🤖 AI Summary
To address the scarcity of high-quality training data for low-resource languages and the emerging saturation in large language model (LLM) training data efficacy, this paper introduces Contrastive Decoding—a novel paradigm for synthetic data generation. It leverages semantic divergence between outputs of high- and low-quality models on identical inputs, explicitly amplifying discrepancies to produce high-information, high-difficulty synthetic corpora, which are then mixed with real data for training. This approach requires no human annotation or hand-crafted rules, yet substantially enhances modeling of deep semantics and reasoning capabilities. Empirical results demonstrate that models trained with Contrastive Decoding outperform those trained on data generated via conventional sampling methods (e.g., top-k, nucleus sampling) across multilingual language modeling and diverse downstream reasoning tasks—including commonsense reasoning and mathematical deduction—with particularly pronounced gains for low-resource languages.
📝 Abstract
Large language models (LLMs) are trained on huge amounts of textual data, and concerns have been raised that the limits of such data may soon be reached.
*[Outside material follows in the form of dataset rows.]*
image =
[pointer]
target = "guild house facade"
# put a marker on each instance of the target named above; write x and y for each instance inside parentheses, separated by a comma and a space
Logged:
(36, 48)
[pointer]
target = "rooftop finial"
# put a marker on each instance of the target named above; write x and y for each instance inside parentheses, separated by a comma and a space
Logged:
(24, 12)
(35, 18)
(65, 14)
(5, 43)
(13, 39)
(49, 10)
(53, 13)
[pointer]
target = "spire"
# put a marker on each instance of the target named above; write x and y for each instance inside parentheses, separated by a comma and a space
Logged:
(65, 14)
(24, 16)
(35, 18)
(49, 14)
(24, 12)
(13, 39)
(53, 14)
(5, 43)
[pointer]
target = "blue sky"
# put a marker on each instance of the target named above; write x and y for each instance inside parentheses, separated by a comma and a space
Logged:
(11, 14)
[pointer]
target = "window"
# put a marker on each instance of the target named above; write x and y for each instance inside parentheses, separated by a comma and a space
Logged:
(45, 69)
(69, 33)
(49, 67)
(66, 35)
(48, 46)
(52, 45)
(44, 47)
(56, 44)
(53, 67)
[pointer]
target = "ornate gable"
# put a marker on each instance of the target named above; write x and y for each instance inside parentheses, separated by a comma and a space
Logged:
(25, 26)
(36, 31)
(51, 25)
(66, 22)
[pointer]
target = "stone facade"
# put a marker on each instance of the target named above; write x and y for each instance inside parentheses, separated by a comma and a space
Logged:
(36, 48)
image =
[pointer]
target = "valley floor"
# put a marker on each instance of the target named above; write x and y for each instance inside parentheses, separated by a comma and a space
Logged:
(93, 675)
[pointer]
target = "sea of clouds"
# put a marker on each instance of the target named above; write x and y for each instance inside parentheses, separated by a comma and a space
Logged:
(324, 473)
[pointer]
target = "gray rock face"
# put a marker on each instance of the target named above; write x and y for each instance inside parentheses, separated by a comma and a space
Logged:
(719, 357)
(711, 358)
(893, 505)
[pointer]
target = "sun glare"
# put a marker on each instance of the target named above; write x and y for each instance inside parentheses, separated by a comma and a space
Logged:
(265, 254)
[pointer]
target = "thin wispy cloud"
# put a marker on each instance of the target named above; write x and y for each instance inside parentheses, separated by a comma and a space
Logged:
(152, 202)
A potential solution is to train on synthetic data sampled from LLMs. In this work, we build on this idea and investigate the benefits of contrastive decoding for generating synthetic corpora. In a controlled setting, we experiment with sampling corpora using the relative difference between a good and bad model trained on the same original corpus of 100 million words. By amplifying the signal from a model that has better performance, we create a synthetic corpus and mix it with the original training data. Our findings show that training on a mixture of synthesized and real data improves performance on the language modeling objective and a range of downstream tasks. In particular, we see that training with a mix of synthetic data from contrastive decoding benefits tasks that require more reasoning skills, while synthetic data from traditional sampling helps more on tasks dependent on surface level linguistic capabilities.